Ayah saya almarhum pernah menasehati, “Mas, cepat boleh. Buru buru, jangan”

Karena Ayah tahu persis dulu saya saking inginnya cepat, malah terburu buru sehingga tidak teliti dan ujungnya melakukan sesuatu yang salah. Sejak Ayah nasehati tadi, saya selalu berusaha untuk ngerem atau setidaknya nggak ngebut sebelum/ ketika berkata atau bertindak.

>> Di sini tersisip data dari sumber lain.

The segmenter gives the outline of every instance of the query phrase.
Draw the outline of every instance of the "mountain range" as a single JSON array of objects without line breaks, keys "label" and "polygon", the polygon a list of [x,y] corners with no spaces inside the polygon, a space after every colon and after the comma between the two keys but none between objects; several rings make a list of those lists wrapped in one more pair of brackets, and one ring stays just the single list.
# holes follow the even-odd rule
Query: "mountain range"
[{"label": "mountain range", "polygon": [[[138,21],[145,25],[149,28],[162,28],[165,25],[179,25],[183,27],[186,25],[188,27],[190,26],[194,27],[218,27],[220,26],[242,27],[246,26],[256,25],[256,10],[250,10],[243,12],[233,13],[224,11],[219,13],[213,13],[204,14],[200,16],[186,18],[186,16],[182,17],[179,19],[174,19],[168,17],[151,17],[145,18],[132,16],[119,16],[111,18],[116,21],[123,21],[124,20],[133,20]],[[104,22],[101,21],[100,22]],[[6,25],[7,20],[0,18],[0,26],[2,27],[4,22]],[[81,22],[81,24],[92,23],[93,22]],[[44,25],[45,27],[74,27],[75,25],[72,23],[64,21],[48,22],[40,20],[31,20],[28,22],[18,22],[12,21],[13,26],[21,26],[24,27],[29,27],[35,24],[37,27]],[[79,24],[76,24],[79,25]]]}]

Nampaknya, lebih banyak orang perlu melakukan hal yang sama. Karena banyak orang bereaksi terhadap berita, atau menyebarkan berita, tanpa benar benar meneliti isinya. Dicermati kata per kata sebelum keburu emosi dan beraksi.

Mungkin lalai. Atau mungkin disengaja. Dimanfaatkan judul berita yang didesain sebagai click bait (pancingan berupa judul yang sengaja sedikit melenceng, supaya orang klik link atau retweet beritanya) untuk mendiskreditkan pihak tertentu. Ini juga bisa jadi salah satu alasannya.

Contohnya beberapa hari ini, terkait ucapan Mas Anies bahwa pembersihan Kali di Jakarta dimulai dari era Foke. Banyak banget pada ngamuk. Saya juga kurang yakin kenapa. Karena kalau mereka pelan pelan saja dan memproses dulu infonya, dipikirkan lagi konteksnya. Mereka akan menyadari satu hal, Pak Basuki sama sekali tidak membantah. Ni orang orang musti ingat lagi, Pak Basuki dan Mas Anies ini kan berteman, jadi mungkin sekali informasi yang Mas Anies punya datangnya dari Pak Basuki langsung. Kenapa kok pada ngamuk ya. Lagipula, andai mereka verifikasi pernyataan tersebut, google google dikit aja, langsung ketauan benar atau tidaknya pernyataan ini.

Awalnya, proyek Jakarta Emergency Dredging Initiative (JEDI) itu idenya datang dari Fauzi Bowo pada tahun 2008. Beliau berencana nyari uangnya dari pinjaman World Bank. Tapi waktu itu dilarang Ibu Sri Mulyani yang saat itu menjabat jadi Menkeu, karena aturannya uang dari World Bank itu harusnya masuk lewat pemerintah pusat, ga bisa langsung ke pemerintah daerah. Akhirnya itu proyek baru bisa dimulai Maret 2012 setelah pemerintah pusat keluarkan dua Peraturan Pemerintah Baru terkait pinjaman World Bank >> http://www.berita8.com/berita/2011/11/fauzi-bowo-kecewa-terkait-proyek-jedi

Pada akhirnya proyek JEDI dimulai di era Jokowi jadi Gubernur DKI tahun 2013. Bahkan beliau sendiri bilang program JEDI yang beliau resmikan adalah program lama yang tertunda >> http://megapolitan.kompas.com/read/2013/12/11/1045245/Tertunda.di.Era.Foke.Proyek.JEDI.Diresmikan.Jokowi
>> http://jakartabagus.rmol.co/read/2013/12/11/136136/Soal-Proyek-JEDI,-Jokowi-Hanya-Lanjutkan-Program-Foke-
>> http://ahok.org/berita/news/video-jokowi-ground-breaking-jedi/

Pak Jokowi jadi Presiden, programnya lanjut ke Pak Basuki.
>> http://m.monitorday.com/read/detail/26003/ahok-ngebet-selesaikan-proyek-warisan-foke
>> http://m.monitorday.com/read/detail/26003/ahok-ngebet-selesaikan-proyek-warisan-foke

Nah pernyataan Mas Anies-pun diucapkan bukan dalam konteks menghina. Justru memuji Pak Basuki, sekaligus menghormati 2 pendahulu beliau. Dengan ikut mengapresiasi 2 Gubernur terdahulu dalam andilnya terhadap JEDI yang hari ini kita bisa nikmati sama sama hasilnya karena kerja keras Pak Basuki.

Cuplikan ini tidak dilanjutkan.